While the thought of garlic soup may have many of you running for the hills, bear with me. I was a doubting Thomas too. While I adore garlic, I’m acutely aware of its ability to dominate and overpower dishes. Like truffle oil, a little goes a long way, especially when recipes require raw garlic. I tend to err on the side of caution and use a few less cloves than recommended. When it comes to raw, less is more.
It was with trepidation that I began making Julia Child’s garlic soup, known as ‘aïgo bouïdo’, which means ‘boiled water’ in Provençal dialect. The Mediterranean soup originates from Provence and was historically enjoyed as a starter on Christmas Eve. Traditionally, spring water was boiled with aromatic herbs like sage and thyme then poured over bread rubbed with garlic and drizzled with olive oil.
The soup is lauded for its health benefits, and is thought to be good for the liver, circulation and general wellbeing. So much so it inspired the phrase: “aïgo bouïdo sauvo la vido”, (boiled water saves your life). The beauty of the soup is that it’s incredibly easy to make from ingredients you’re likely to have to hand. It’s an ideal dinner party starter, as it’s sophisticated and intriguing, giving the impression that you’ve slaved over it for hours, when in fact it takes just half an hour to make.
Erring on the side of caution, rather than the 16 cloves of garlic Julia suggested, I opted for 12. In hindsight I wish I’d stuck with 16, as the garlic flavour ends up being so mellow, the soup could have easily carried the four extra cloves. All you have to do is boil the peeled cloves in three pints of water for half an hour with the following ingredients; a generous pinch of sage and thyme, two cloves, a bay leaf, four sprigs of parsley, three tablespoons of olive oil, and a pinch of salt and pepper.
While the soup is bubbling away, whisk three egg yolks until they’re thick and glossy. The next step is similar to making mayonnaise – add three tablespoons of olive oil into the whisked eggs drop by drop until the sauce starts to thicken. To prevent the eggs from scrambling, begin by adding a cupful of the soup into the egg mixture via a strainer to catch the cloves in. Then add more bit by bit.
There is a huge amount of flavour to be extracted from the cloves, so be sure to mash them up and pass as much as possible of that garlicky goodness through the strainer and into the soup. The broth is best served immediately. Mine paired marvellously with hot buttered olive ciabatta and an afternoon screening of Alfred Hitchcock’s To Catch a Thief, set on the French Riviera, starring an impossibly suave Cary Grant and a bewitchingly glamorous Grace Kelly.

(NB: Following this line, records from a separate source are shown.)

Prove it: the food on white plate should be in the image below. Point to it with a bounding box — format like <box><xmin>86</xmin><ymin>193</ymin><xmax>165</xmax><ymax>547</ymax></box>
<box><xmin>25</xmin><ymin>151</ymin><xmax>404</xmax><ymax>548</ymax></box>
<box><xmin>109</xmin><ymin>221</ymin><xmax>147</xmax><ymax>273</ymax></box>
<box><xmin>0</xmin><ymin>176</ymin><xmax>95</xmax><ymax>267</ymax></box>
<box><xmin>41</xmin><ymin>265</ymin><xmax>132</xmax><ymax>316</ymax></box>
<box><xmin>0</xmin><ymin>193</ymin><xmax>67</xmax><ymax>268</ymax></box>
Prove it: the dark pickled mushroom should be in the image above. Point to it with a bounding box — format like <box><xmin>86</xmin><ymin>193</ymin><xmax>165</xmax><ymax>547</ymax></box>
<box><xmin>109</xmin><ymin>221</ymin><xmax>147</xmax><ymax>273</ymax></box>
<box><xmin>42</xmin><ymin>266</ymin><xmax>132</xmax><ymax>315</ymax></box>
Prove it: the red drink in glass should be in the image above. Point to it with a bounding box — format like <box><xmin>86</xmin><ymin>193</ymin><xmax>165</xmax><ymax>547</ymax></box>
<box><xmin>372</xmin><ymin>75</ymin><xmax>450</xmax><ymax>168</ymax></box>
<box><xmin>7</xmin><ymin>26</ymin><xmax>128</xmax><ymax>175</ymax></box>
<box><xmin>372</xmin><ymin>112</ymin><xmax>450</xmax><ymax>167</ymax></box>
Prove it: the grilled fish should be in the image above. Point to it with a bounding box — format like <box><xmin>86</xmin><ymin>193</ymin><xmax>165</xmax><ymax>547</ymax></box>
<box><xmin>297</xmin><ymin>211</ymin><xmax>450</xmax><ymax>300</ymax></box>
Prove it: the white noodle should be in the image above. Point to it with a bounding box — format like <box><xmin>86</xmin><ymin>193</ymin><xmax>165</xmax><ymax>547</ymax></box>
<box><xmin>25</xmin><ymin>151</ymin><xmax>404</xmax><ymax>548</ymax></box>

Expecting something aggressively garlicky, it was the exact opposite – subtle, mellow and savoury, with wonderful aromatics from the herbs. The flavour is hard to define but impossible to forget. It was so tasty, I was tempted to do away with my spoon altogether and upend the entire bowl into my mouth. It was exactly as Julia described it: “exquisite and almost undefinable”, just how I like my men, though preferably with the charisma of Cary Grant to boot.